Look everybody – we’ve got an ethical foreign policy run by a liberal Foreign Secretary. Instead of dropping real bombs, he’s dropping truth bombs. Surely that’s good news?

OK, everyone’s laughing at Boris again. This time his “undiplomatic” language has been directed at the Saudis (also the Iranians, though no one seems as exercised about that), who, as we keep getting told, are a major trade partner and military ally. He’s accused them of “puppeteering” in proxy wars, in effect allowing the innocent civilians in other countries to lay down their lives, unwillingly, for the House of Saud (just as others have to lay down their lives for the benefit of the ayatollahs of Tehran). Cue the outrage, the tut-tutting from the “camel corps” of old Middle East hands, and some opportunistic mickey-taking by Bozza’s enemies, of which there are many.
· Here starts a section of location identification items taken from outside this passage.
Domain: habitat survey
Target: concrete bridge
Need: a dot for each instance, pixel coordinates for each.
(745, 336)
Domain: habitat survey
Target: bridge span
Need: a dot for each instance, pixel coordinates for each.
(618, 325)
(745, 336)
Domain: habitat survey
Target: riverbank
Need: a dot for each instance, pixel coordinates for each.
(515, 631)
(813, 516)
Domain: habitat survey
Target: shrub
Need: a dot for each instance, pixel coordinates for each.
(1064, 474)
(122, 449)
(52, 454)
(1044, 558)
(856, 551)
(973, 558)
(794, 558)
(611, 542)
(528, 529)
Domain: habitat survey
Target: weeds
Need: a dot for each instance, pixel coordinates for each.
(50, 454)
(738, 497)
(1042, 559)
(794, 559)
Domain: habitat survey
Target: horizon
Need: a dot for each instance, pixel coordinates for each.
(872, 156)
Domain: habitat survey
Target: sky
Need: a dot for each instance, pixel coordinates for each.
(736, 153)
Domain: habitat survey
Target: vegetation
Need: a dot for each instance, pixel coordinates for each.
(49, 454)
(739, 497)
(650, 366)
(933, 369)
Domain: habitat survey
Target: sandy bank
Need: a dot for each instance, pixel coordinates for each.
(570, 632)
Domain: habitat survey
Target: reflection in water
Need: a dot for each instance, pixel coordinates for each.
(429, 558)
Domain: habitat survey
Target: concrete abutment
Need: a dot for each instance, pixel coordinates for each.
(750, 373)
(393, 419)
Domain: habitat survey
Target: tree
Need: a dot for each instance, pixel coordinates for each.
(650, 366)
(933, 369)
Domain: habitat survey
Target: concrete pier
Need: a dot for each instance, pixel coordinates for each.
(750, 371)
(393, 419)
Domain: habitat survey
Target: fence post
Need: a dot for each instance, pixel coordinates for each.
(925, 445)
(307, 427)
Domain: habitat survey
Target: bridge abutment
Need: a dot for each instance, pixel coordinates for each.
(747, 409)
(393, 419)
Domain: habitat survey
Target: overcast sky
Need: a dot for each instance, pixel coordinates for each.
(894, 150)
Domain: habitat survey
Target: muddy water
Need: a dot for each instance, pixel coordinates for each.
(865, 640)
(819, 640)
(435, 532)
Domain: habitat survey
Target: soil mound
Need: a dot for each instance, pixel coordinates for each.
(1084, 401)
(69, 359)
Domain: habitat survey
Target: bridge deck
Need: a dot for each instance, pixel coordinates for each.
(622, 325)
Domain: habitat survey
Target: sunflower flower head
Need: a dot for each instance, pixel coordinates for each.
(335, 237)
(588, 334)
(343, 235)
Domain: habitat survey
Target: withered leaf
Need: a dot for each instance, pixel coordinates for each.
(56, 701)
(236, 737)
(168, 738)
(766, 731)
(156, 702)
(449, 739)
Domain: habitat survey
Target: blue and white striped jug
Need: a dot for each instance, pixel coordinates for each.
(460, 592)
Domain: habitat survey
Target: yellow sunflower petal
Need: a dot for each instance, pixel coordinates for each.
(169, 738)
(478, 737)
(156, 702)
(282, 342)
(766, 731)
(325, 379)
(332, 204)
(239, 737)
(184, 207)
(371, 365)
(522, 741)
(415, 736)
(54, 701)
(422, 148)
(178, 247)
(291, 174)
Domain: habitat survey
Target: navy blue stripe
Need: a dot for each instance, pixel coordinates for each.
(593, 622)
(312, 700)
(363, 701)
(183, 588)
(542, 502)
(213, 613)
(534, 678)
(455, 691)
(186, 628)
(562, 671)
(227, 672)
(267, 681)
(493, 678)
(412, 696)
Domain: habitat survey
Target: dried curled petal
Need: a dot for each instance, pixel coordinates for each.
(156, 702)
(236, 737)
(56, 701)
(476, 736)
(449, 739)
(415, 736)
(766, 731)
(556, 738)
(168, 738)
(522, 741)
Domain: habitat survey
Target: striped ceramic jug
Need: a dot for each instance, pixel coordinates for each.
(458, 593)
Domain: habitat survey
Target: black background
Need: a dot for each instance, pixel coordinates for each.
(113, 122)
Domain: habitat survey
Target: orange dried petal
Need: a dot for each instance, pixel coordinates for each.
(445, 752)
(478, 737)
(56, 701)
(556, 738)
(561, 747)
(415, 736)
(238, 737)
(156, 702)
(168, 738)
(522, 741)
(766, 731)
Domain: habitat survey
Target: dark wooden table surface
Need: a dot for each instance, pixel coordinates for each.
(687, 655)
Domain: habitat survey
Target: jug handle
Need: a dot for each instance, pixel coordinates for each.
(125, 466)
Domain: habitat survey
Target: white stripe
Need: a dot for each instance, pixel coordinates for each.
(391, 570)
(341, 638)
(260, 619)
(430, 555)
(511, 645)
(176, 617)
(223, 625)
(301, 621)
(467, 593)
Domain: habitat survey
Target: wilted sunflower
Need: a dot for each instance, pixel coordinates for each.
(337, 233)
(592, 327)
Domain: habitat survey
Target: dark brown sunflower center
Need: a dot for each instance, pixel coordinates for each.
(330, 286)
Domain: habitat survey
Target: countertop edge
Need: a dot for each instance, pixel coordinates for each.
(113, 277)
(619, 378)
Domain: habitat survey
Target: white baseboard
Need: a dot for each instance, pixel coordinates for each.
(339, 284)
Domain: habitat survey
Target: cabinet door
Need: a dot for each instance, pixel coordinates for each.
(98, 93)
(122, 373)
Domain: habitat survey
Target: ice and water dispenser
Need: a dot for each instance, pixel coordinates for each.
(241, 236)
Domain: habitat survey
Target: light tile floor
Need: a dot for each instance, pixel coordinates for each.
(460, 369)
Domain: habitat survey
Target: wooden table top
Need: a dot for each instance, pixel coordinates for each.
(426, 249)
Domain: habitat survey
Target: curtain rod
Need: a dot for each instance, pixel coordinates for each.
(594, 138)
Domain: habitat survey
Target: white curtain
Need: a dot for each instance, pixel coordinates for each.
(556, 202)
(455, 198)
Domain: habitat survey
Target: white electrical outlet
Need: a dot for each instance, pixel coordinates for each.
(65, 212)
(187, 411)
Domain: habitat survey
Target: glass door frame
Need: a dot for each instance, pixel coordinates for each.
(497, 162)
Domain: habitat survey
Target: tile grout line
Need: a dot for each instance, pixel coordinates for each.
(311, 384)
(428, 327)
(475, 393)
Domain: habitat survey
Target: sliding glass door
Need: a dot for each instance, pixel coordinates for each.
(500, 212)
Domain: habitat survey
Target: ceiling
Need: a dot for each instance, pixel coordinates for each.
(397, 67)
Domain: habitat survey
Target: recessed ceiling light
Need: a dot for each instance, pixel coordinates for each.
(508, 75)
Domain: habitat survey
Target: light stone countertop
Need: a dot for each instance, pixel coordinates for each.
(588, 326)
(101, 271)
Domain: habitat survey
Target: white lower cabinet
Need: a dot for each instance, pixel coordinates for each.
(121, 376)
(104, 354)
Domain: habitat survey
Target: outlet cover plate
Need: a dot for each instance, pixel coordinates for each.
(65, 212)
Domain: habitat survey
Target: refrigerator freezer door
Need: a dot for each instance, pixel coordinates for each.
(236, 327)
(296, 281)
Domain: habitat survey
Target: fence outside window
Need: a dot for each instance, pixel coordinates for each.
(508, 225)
Well, we shouldn’t mock Boris for telling a few home truths about the nature of politics in that part of the world. As it happens, these things do need to be said, and why not in public (or at least, in this case, semi-public)? After all, the traditional approach – quiet words in regal ears, “behind-the-scenes” lobbying, men of the world getting frank with each other over a lavish banquet – hasn’t done much good for the orphans of Yemen or the refugees of Syria. For the liberal critics of Boris Johnson the hypocrisy is astonishing; our Foreign Secretary is merely saying exactly what they have been urging every representative of HMG to declare since time immemorial.

When New Labour came to power in 1997, the prickly but principled then-Foreign Secretary, Robin Cook, made vast trouble for himself by calling for an “ethical dimension” to British foreign policy. The approach did not survive his departure from office, and he didn’t make that much headway when he was still running foreign policy because the British never lived up to the ethical dimension anyway, so we ended up with the worst of all worlds. Oddly enough the neo-cons in the George W Bush administration also wanted to tilt American policy towards a more democratic and liberal approach – hinting to the Saudis that they’d rather they went in for a little reform. The old US approach to client state dictators from Fulgencio Batista to Mobutu Sese Seko to Nguyen Van Diem, and, embarrassingly enough for a time, Saddam Hussein was simple: “He’s a son of a bitch, but he’s our son of a bitch.”

The Bush-Cheney view was that this was futile and self-defeating, as well as undesirable. Once again that approach, intelligently applied as it was by Condi Rice, did not last long. The Saudis continued to do what they have always done, and now they have overreached themselves dangerously in the region, threatening the very stability they crave.

So someone needs to tell them where they are going wrong, and it may as well be Boris Johnson. We should be impressed and supportive of his efforts, not use them to make fun of the poor chap. No one else in his sort of position talks about the Sunni-Shia issue, and how Iran and Saudi Arabia use it for their own regional ends; in the end, only by doing so will both those regional powers, the smaller countries used as battlefields, and the wider world, see some peace for a change. What’s funny about that?